There are evidences for circulating T-cells in the periphery of tumor-bearing mice (56, 57) and cancer patients (58, 59), which are yet unable to control tumors (60). Thus, tumor angiogenesis, driven by pro-angiogenic factors, leads to the formation of a new vasculature that is structurally and functionally abnormal. New vessels are dilated, tortuous, and saccular, with disorganized and heterogeneous interconnections, resulting in hyperpermeable and insufficient vessels that could contribute to impediment of T cells extravasation. This hypothesis is reinforced with the recent work of Hamzah et al. using a genetically modified model of spontaneous pancreatic islet carcinoma in which the inactivation of Rgs5 (Regulator of G-protein signaling 5), a master gene controlling the aberrant morphology of tumor vasculature in mice and expressed by pericytes in the vascular bed, leads to normalization of tumors vessels (61).
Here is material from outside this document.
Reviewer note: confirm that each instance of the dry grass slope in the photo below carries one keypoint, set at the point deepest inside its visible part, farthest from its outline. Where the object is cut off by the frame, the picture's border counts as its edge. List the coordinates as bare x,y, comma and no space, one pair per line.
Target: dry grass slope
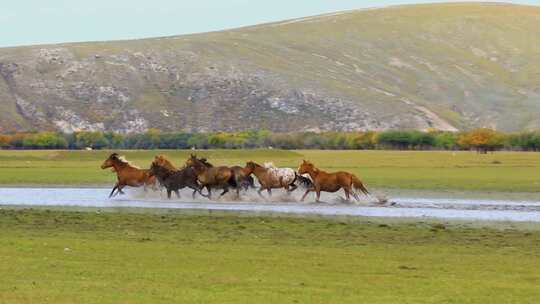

In this model where Rgs5 is inactivated, adoptive T-cell transfer results in massive infiltration of CD8+ and CD4+ lymphocytes within the tumor, whereas wild type tumors showed no significant increase of intratumoral immune cells. In another model, overexpression of the histidine-rich glycoprotein (HRG) induces tumor vessels normalization through a down regulation of PlGF, and at the same time, leads to an increase of CD8+ lymphocyte infiltration within the tumor (62). Taken together, these results show a direct link between tumor vasculature normalization and enhanced immune cell infiltration.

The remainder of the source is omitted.